Se empujó fuera del agua con suavidad, dejándose llevar por la corriente hasta tocar con el pie el fondo de una angosta playa. Lentamente, arrastrando el cuerpo abrumado de fatiga, salió del agua y se detuvo a comprobar que el contenido del paquete sellado no se había mojado. El sello estaba intacto. Lo contempló un instante a la luz de la luna, y luego levantó la mirada dirigiéndola hacia el muro de árboles del otro lado del río.
Qué precio tan alto pagamos. Diez amigos muy queridos.
Se le llenaron los ojos de lágrimas, pero Siona pertenecía a la casta de los antiguos fremen, y sus lágrimas fueron pocas. La aventura de cruzar el río y atravesar el bosque mientras los lobos patrullaban las fronteras del norte, para cruzar después el Último Desierto del Sareer y escalar las murallas de la Ciudadela… todo ello adquiría caracteres de sueño en su mente… incluso la huida ante los lobos, que ella había vaticinado pues era seguro que la manada de guardianes descubriría el rastro de los invasores y se hallaría al acecho… todo era un sueño. Pertenecía al pasado.
Conseguí escapar.
Se volvió a sujetar a la espalda el paquete sellado.
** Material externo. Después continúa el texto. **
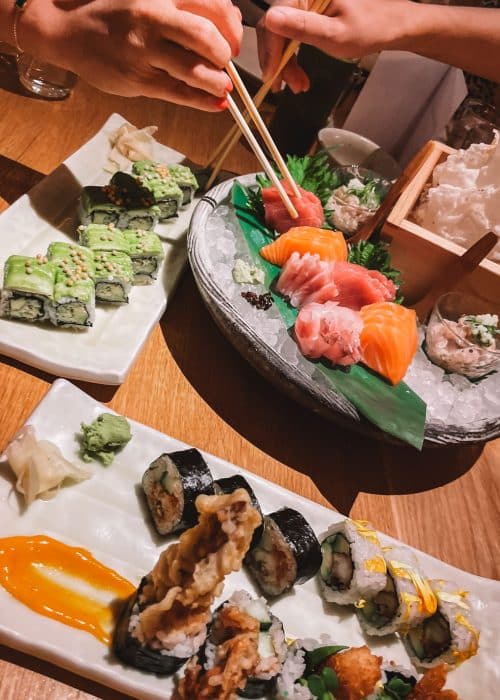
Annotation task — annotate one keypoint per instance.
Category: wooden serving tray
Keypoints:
(421, 254)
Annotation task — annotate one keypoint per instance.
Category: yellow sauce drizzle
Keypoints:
(30, 566)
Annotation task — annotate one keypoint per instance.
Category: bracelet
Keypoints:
(19, 7)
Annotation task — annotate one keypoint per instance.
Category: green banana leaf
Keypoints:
(396, 410)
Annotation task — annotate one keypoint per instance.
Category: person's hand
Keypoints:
(348, 28)
(173, 50)
(271, 46)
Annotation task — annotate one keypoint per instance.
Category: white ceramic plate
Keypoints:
(105, 352)
(105, 516)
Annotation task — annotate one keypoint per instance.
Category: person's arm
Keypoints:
(172, 50)
(466, 37)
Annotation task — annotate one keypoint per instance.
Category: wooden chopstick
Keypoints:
(233, 136)
(454, 272)
(372, 224)
(254, 144)
(261, 127)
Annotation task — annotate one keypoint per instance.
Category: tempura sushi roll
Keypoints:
(287, 553)
(157, 179)
(113, 276)
(146, 253)
(96, 207)
(448, 636)
(28, 288)
(100, 237)
(186, 180)
(245, 647)
(353, 564)
(405, 601)
(172, 484)
(230, 484)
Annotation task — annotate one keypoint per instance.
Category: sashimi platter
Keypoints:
(325, 320)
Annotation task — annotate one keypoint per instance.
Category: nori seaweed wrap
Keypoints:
(288, 552)
(171, 484)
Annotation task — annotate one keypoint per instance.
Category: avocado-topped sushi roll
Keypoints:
(100, 237)
(403, 603)
(287, 553)
(28, 288)
(448, 636)
(172, 484)
(353, 565)
(146, 252)
(186, 180)
(113, 276)
(140, 210)
(156, 178)
(230, 484)
(96, 207)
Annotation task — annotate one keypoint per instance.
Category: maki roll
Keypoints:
(230, 484)
(113, 277)
(166, 620)
(172, 484)
(244, 652)
(166, 193)
(404, 602)
(353, 565)
(186, 180)
(28, 288)
(74, 293)
(287, 553)
(448, 636)
(96, 207)
(139, 209)
(100, 237)
(146, 253)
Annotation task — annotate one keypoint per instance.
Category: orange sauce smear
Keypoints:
(25, 563)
He abierto una brecha en tus defensas, Leto.
En aquel momento Siona pensó en los volúmenes cifrados. Estaba segura de que algo oculto en aquellas líneas escritas en clave le abriría el camino para la venganza.
¡Te destruiré, Leto!
No: ¡Te destruiremos, Leto! Eso no era propio de Siona. Lo haría ella misma.
Se dio media vuelta y se dirigió a grandes pasos hacia las huertas que se extendían detrás de la franja segada paralela a la orilla del río. Mientras iba caminando, repitió el juramento que implicaba su nombre completo:
—Siona Ibn Fuad al-Seyefa Atreides es quien te maldice, Leto. ¡Pagarás por ello!